O que não suporto é aspirador de pó. Detesto. O barulho me deixa aflita e não vejo a hora de acabar pra poder desligá-lo. Acabo fazendo malfeito. Me lembro de um trecho do livro de Amélie Nothomb chamado “Metafísica dos Tubos” em que ela diz o seguinte: “L’aspirateur: Il y avait un miracle. L’appareil avalait les réalités matérielles qu’il rencontrait et ils les transformait en inexistence. Il remplaçait le quelque chose par le rien: cette substitution ne pouvait être qu’œuvre divine.” (O aspirador: era um milagre. O aparelho engolia realidades materiais que encontrava e as transformava em inexistência. Substituía alguma coisa pelo nada: essa substituição só poderia ser obra divina). Divino ou satânico, o aspirador leva junto a minha paciência e meu bom humor. Pretendo viver toda uma vida usando a vassoura.
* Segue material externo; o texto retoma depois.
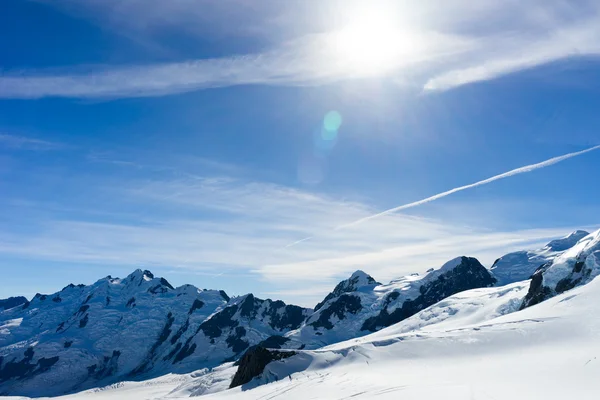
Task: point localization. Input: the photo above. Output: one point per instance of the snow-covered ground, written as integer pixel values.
(548, 351)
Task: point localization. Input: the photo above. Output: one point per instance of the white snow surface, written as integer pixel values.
(520, 265)
(586, 250)
(550, 351)
(374, 297)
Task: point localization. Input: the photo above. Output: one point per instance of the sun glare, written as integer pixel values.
(372, 43)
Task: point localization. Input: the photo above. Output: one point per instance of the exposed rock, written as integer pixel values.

A verdade é que tenho pra mim que poucas coisas revigoram o espírito e limpam a cabeça como uma bela faxina. Na casa toda. Têm dias pra todos os gostos, está claro. Uns são melhor quando diluídos. Uma tarefa por dia. Hoje a roupa suja; amanhã o banheiro; depois as janelas. Mas um domingo de ressaca é o momento ideal pra deixar desabrochar a Amélia que existe dentro de todos nós. Após a jornada, estamos cansados, sujos e purificados. E tomamos o banho redentor com a casa cheirosa e o banheiro brilhando. Acendo até um incenso no final. Insisto que vale uma tentativa antes de contratar uma faxineira.
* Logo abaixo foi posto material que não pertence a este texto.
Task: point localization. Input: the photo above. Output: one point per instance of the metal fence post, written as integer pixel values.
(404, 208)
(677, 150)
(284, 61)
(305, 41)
A mais prazerosa e popular das tarefas é cozinhar. Mesmo quem não gosta de faxina pode ter tino pra comida. Na casa de um amigo tem um quadro pendurado ao lado da geladeira que diz assim: “A cozinha é o lugar mais fascinante da casa, o mais coletivo. Um espaço que reúne sobrevivência, prazer, refinamento e civilização”. Está lá em Minas. Se um mineiro visitar seu lar, não vai comentar seu sofá novo ou a pintura na parede do quarto com tanto entusiasmo como opinar sobre a cozinha. Pequena ou grande. Bem ou mal iluminada. Arejada. Boa pra receber os amigos. E é ali que passará a maior parte do tempo. Não adianta. Já tentei levar os convidados pra sala. Várias vezes. Eles sempre voltam pra cozinha, magnetizados. Dispõem-se ao redor do fogão, cervejas apoiadas na máquina de lavar roupas. Melhor aceitar.
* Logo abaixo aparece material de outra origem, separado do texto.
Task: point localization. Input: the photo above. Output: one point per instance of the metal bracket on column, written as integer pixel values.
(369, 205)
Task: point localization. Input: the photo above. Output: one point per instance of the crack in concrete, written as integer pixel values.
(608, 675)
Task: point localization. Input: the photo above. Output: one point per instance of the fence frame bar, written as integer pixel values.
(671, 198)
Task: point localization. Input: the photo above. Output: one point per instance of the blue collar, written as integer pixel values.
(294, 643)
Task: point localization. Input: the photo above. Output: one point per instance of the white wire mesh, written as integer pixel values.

E eu bem que gosto. Pra quem está no comando das panelas, é bom ter companhia humana e alcóolica. Mistura da mineira e da italiana que há em mim, adoro dar de comer aos amigos. Mistura de neurótica com procrastinadora, na manhã seguinte vou limpar tudo, pra curar a ressaca, exorcizar os demônios e evitar algo mais importante. Procastinare lusitanum est.